I received a comment on my post below. It is from the cousin of the young man who got up to dance with his aunt. Thank you Ms. Reynolds for sharing this lovely story. I didn't want to just post this in comments, as many of my readers don't always read them. So, I hope you don't mind. And, speaking from someone that has Alzheimer's -- I know that this certainly meant a great deal to your mom. We should all wish for such a "touching moment" in our lives.

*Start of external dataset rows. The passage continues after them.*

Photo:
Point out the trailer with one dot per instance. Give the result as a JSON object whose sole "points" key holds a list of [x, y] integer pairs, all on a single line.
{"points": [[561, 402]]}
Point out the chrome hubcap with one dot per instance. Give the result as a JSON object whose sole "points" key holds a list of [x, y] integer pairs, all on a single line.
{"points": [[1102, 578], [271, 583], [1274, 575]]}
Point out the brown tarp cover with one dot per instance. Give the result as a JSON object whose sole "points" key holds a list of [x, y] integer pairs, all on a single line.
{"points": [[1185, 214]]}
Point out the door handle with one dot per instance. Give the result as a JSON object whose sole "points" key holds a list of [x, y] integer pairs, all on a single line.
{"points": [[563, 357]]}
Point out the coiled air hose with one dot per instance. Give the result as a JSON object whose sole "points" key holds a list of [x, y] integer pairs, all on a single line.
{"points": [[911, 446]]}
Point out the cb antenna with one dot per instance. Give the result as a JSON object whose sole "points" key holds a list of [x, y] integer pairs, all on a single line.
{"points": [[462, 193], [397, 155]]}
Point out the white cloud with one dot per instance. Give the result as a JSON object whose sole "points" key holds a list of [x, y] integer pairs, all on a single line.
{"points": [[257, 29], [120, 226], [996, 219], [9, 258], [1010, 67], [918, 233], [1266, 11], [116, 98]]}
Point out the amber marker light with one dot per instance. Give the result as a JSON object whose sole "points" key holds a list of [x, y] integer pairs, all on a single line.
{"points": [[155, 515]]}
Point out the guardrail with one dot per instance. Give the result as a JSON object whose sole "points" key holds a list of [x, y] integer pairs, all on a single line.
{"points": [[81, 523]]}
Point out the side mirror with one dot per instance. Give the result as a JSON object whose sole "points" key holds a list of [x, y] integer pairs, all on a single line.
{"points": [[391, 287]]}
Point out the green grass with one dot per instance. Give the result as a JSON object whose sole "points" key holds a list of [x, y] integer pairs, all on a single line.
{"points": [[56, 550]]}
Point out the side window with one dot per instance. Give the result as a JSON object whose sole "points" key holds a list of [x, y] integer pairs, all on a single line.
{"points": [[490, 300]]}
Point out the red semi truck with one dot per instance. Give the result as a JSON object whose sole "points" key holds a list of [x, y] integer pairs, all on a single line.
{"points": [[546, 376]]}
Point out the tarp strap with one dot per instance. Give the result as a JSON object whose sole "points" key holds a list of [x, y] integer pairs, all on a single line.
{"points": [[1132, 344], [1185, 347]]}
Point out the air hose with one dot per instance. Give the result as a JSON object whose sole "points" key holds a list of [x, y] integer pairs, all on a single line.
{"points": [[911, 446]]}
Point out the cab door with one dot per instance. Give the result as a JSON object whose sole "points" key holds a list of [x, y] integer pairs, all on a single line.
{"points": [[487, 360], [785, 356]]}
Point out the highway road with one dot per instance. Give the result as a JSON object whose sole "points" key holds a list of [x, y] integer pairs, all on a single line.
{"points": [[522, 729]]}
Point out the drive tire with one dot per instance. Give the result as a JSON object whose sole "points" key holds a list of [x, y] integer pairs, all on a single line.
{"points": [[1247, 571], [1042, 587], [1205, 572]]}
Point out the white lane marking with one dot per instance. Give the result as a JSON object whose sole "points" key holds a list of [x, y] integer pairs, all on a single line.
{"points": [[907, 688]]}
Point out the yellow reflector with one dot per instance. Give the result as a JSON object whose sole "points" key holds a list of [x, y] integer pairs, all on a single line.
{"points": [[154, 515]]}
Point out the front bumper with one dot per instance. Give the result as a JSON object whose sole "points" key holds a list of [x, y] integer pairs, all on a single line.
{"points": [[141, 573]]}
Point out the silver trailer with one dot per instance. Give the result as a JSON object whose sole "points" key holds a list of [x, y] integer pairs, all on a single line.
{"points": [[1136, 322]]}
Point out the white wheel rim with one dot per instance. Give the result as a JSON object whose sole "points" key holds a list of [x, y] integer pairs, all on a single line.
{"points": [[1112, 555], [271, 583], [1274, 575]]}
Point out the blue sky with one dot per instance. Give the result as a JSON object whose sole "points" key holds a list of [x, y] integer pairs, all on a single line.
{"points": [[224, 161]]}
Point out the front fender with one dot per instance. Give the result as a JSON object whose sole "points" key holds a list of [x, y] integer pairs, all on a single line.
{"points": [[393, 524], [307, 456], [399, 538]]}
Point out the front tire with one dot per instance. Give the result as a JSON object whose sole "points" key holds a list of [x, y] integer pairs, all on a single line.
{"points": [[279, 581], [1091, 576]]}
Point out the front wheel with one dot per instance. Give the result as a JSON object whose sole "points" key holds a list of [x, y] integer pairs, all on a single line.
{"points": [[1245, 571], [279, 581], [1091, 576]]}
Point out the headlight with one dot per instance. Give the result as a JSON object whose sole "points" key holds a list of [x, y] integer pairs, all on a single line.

I came across your blog and thought I'd tell you the story behind that "touching moment". The couple you saw dancing was my mom and my cousin (he's more like her grandson than nephew as his father is my father's baby brother). "Look At Us" was my parents song from the day they heard it until last year when Daddy was snatched away from us following a tragic accident. Mom has Alzheimers and Daddy was taking care of her. She now lives with me, my husband and daughter. On April 29, 2003, 3 days before my parents' 50th anniversary, my niece had gotten front row seats for my parents and aunt and uncle (parents of the young man you saw dancing) to go and see Vince in Sarasota, Florida. We had made them a sign and my aunt gave a letter to a security guard before the concert asking that Vince sing "Look At Us" for my parents. Not only did he sing it for them but he brought them up on stage and they danced on stage while he sang. It was a moment that is one of my mom's most treasured memories and one that Alzheimer's hasn't touched. Before Daddy died he promised Mom he'd take her to see Vince one more time. When my cousin heard on the radio that Vince was coming to Macon and it was an Alzheimers fundraiser he called to let us know and I bought tickets the day they went on sale. We knew this was orchestrated by God as it was 3 days after Daddy's birthday and Mom and Dad's anniversary and with Mom having Alzheimers we knew how special this opportunity was. Both of Daddy's sister's, his only living brother and his wife, their son,and my husband and I were there with Mom. We didn't tell her where we were going and she was so surprised and excited when she picked up the program from her chair. My aunt and I had written Vince letters and I gave them to the guitar player when he was tuning he guitar before the concert. If you remember Vince dedicated the song in memory of Dennis Segars - my dad. So now you know...... the rest of the story. Vince Gill is an amazing person that has given my mom and my family 2 of the most precious memories and I will forever be grateful to him for taking the time to read a letter and then having the compassion to touch the lives of people he's never met in such a special way!!

Thursday, May 05, 2011

Vince Gill - Macon

Tonight I was in Macon for an Alzheimer's Fundraiser featuring Vince Gill. I'll post some photos soon, however, one very touching moment during the concert is when Vince played "Look At Us". I noticed a young man (late 20'as I would say) get up and an older lady followed him. I guess she was in her early 80's maybe? Anyway, the young man, took the lady in his arms and started dancing with her. I'm sure it was his grandmother or something, but it was so touching. It brought a tear to my eye. Several people got up to take their photo and when Vince Gill finished his song there were lots of women around that young man clapping for him and his partner. I shed a tear at that, too. How many young men would do that -- with 2,000 people in the room!

Tuesday, May 03, 2011

Larry King Special

Larry King did a special on Alzheimer's Sunday evening. You can find more about it here

I recorded it and watched it this morning. It's very informative for those not knowing a lot about Alzheimer's. If you are already dealing with Alzheimer's you probably didn't learn much, but it was a good overview. Enough to get people talking some more about the disease. We can't stop talking about it!